The offices of the district attorney, mayor and governor did not respond to requests for comment.

Stein said that although it is not unheard of for campaigns to target judges over perceived lenient sentences, “this is particularly egregious because these aren’t even people that have been convicted of crimes.”

Vidhya Prabhakaran, board chair of the Bar Association of San Francisco, said that since judges are prohibited from commenting on individual cases, the posters were “scapegoating judges who are not in a position to defend themselves.” He added that such actions also undermine the judiciary as a whole. 

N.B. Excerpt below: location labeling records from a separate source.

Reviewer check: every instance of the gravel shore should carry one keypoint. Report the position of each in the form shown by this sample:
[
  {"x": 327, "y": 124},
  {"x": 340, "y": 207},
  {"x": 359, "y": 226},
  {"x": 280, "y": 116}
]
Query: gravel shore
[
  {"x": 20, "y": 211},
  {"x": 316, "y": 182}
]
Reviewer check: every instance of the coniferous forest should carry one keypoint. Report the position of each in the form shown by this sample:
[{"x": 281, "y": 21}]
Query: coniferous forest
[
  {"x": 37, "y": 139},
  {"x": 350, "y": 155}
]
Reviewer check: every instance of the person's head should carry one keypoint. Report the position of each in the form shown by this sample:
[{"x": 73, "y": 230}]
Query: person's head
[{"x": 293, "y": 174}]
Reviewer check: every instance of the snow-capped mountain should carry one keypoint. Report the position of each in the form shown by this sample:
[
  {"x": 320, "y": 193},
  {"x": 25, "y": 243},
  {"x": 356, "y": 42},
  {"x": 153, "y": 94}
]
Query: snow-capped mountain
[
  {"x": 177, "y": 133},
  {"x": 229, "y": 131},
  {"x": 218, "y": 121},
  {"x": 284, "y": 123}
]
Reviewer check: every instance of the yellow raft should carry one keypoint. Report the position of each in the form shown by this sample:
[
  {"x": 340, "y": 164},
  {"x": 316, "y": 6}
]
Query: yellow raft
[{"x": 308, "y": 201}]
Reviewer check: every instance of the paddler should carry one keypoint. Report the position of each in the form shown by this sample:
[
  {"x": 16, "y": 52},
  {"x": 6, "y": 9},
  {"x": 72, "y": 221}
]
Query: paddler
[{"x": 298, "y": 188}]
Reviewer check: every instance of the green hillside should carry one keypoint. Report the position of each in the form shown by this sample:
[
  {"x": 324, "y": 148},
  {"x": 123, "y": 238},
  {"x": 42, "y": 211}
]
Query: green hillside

“It makes people question the decisions that our judges make, and that in and of itself breeds a suspicion of the law and judicial decisions, which is counterproductive to a functioning democracy,” Prabhakaran said.

He said he hopes the campaign backfires and leads people to support and defend the judiciary. “I suspect that’s what will ultimately come out of this.”

Update, Sept. 10: The poster campaign in the Mission quickly morphed into a public art political feud, with some torn off, and others tagged “Jail the Sacklers,” in reference to the family that owns the pharmaceutical company fined billions of dollars for poorly controlled wide distribution of opioids.

Update, Sept. 21: This story was changed to include a response for a request for comment from TogetherSF CEO Kanishka Cheng.